Could be used with any of the on-line storage providers say Microsoft Cloud which provides it with Office 2013
A remote access trojan (RAT) is using Dropbox for command and control in a targeted attack against the Taiwanese Government, malware analyst Maersk Menrige says. The upgraded PlugX RAT is the first targeted attack to use Dropbox to update command and control settings, Menrige said, as distinct from other malware and ransomware …
"Seems risky for the perpetrators to me. Wouldn't any legitimate company just shut down the account as soon as a security researcher informed them they were being used as a C&C server?"

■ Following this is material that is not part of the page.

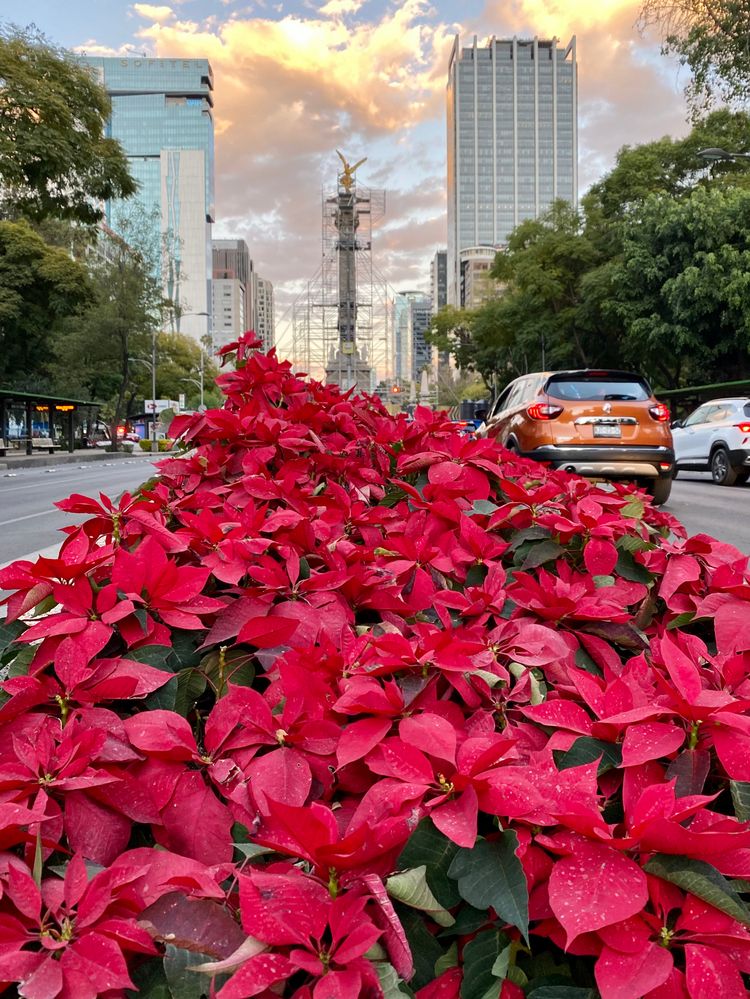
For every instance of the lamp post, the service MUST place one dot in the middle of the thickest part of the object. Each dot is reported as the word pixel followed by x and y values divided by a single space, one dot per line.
pixel 152 367
pixel 713 154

That goes for any C&C protocol. But the solution is already known: use lots of C&C servers, located via a hash function. Or lots of Dropbox accounts via a hash account. Dropbox needs just needs to stop xyzlkajsdfklzvc, xyxkawerup, and xyzupweas from signing up free Dropbox accounts.
On a clean computer is it possible to get infected by visiting the dropbox website? If not then how can this be misdiagnosed as some kind of Dropbox malware
"DropSmack: How cloud synchronization services render your corporate firewall worthless"
It's been patently obvious for years that firewalls are next to useless, corporate or otherwise ..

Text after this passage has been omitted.